Bei den Arbeitszeiten wechseln wir uns ab, anfangs waren es nur einige Tage die Woche, mittlerweile Montag bis Freitag, wenn die Kapazität vorhanden ist auch am Wochenende.

Habt ihr keine ethischen/moralischen Bedenken? Es könnten sich ja wegen der Fake-Zertifikate Leute anstecken und schwer erkranken ...
Da hat jeder seine eigene Meinung dazu.
Wir preisen aber ganz sicher keine Verschwörungstheorien an, es ist jedem selber überlassen, ob und warum er ein Zertifikat erwerben möchte.

Was ist deine persönliche Meinung zu der Corona-Pandemie? Und vor allem: Bist du selber geimpft?
Ja, mittlerweile bin ich selber geimpft.
Ich finde es schade, dass durch die Pandemie zurzeit die Gesellschaft stark gespalten wird, da es zumal geheissen hatte, dass es keine Impfpflicht geben wird. Ob es sich nun um eine handelt, muss jeder selber für sich entscheiden.

Sich nicht zu impfen kann ja nicht die Lösung sein ... Nun denn.

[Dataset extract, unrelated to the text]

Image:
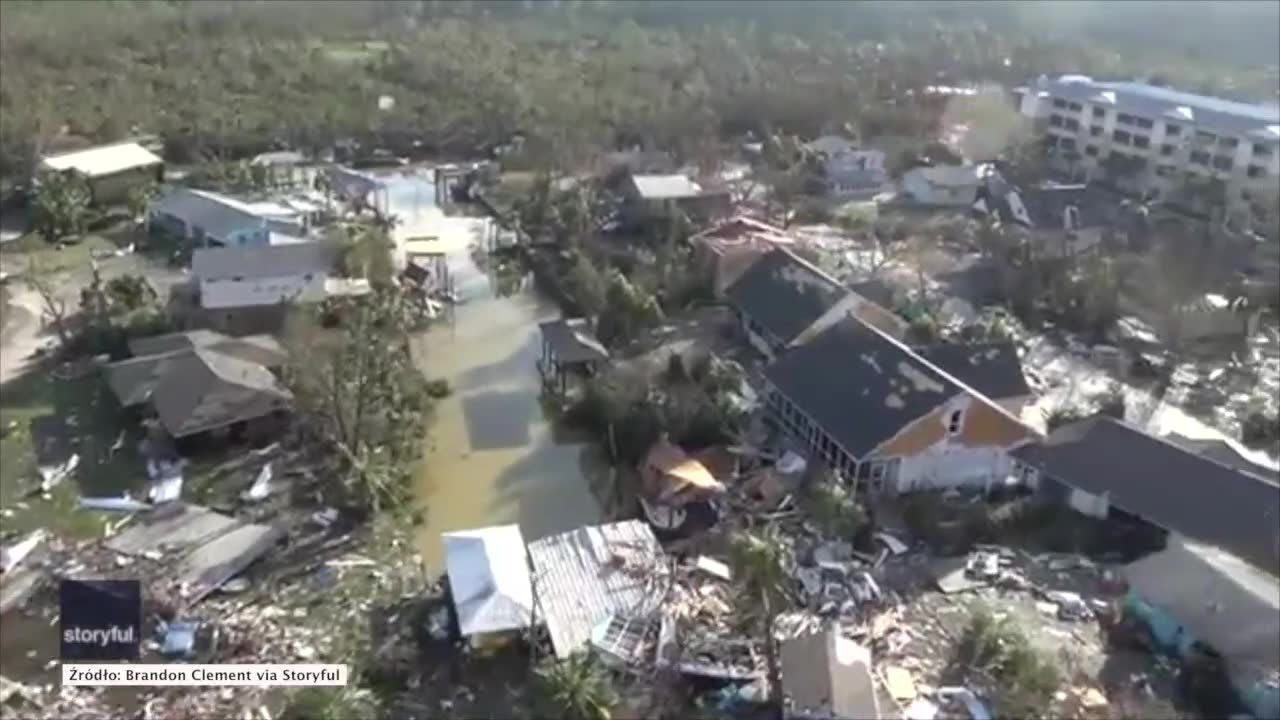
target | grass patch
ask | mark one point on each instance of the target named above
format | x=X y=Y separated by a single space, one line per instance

Weisst du schon, was du nach der Pandemie machen wirst?
Das Leben wie gewohnt fortsetzen, vielleicht auch mal ordentlich Urlaub machen.​

Seit wann verkauft ihr in die Schweiz und wie hat sich da die Nachfrage entwickelt?
Seit ungefähr zwei Monaten.
Zuerst war die Nachfrage steigend durch Mund-zu-Mund-Werbung, jetzt ist sie leicht gesunken, wir waren seither aber auch nicht mehr auf Telegram aktiv.

Kannst du noch etwas zur Popularität der in euren Zertifikaten eingetragenen Impfstoffe sagen? Lässt sich da eine klare Tendenz feststellen?
Janssen (Johnson & Johnson) ist am meisten gefragt.

Ach so. Und es ist kein mRNA, darum wohl auch bei den Schweizer Impfskeptikern beliebt(er).

Interessant aus Schweizer Sicht: Der vom US-Pharmakonzern Johnson & Johnson (J&J) auf den Markt gebrachte Impfstoff gegen Covid-19 ist in Deutschland bereits seit Anfang 2021 verfügbar, wie der Zertifikate-Dealer weiss. In der Schweiz kann man sich laut BAG ab dem 5. Oktober damit impfen lassen.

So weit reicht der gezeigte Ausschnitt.